2次元雲解像大気海洋結合モデルでシミュレートされた海洋混合層の温度と塩分濃度に対する降水の影響

Abstract

Impacts of small scale ocean disturbances induced by atmospheric precipitation on ocean mixed-layer heat and salt budgets are investigated by analyzing the differences in ocean mixed-layers between 1-D and 2-D ocean simulations using a two-dimensional coupled ocean-cloud resolving atmosphere model. The cloud resolving atmosphere model of coupled system is forced by large-scale atmospheric vertical velocities derived from the TOGA COARE observations during a selected seven-day period. Coupled experiments with 1-D and 2-D ocean models show that differences in the horizontal-mean mixed-layer salinity and temperature could be as large as 0.3 PSU and 0.4°C respectively. Shallow mixed layers over the convective areas due to the fresh water flux and deep mixed layers over the convection-free areas due to heat loss result in moderate deepening of the horizontal-mean mixed layers during nighttime in the 2-D ocean simulation while the persistent rainfall maintains shallow mixed layers in the 1-D ocean simulation.

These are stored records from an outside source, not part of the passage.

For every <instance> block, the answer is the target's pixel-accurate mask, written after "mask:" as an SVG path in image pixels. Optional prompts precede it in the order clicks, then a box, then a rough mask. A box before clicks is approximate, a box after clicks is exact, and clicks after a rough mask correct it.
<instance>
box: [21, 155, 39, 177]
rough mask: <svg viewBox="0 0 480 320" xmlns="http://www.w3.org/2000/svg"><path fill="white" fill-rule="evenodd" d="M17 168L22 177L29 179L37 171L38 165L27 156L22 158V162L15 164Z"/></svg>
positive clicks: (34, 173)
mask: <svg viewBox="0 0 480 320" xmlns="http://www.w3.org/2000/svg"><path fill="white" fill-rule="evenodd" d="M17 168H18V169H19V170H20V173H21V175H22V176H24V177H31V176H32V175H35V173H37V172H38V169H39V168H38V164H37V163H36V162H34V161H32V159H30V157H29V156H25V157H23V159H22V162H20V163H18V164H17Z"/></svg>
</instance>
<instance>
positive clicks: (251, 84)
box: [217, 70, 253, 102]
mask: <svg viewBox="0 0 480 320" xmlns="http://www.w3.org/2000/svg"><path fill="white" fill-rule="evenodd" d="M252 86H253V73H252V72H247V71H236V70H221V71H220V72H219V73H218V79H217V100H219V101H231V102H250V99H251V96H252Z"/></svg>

Such mixed-layer depth differences are responsible for the differences in saline entrainment and cooling rates, and thus differences in salinity and temperature. Heavy rainfall occurs over convective areas embedded in broad non-convective or clear areas, whereas diurnal signals over whole model areas yield high spatial correlation of surface heat flux. Thus, fresh water flux exhibits larger spatial fluctuations than surface heat flux. As a result, mixed-layer salinities contribute more to the density differences than do mixed-layer temperatures.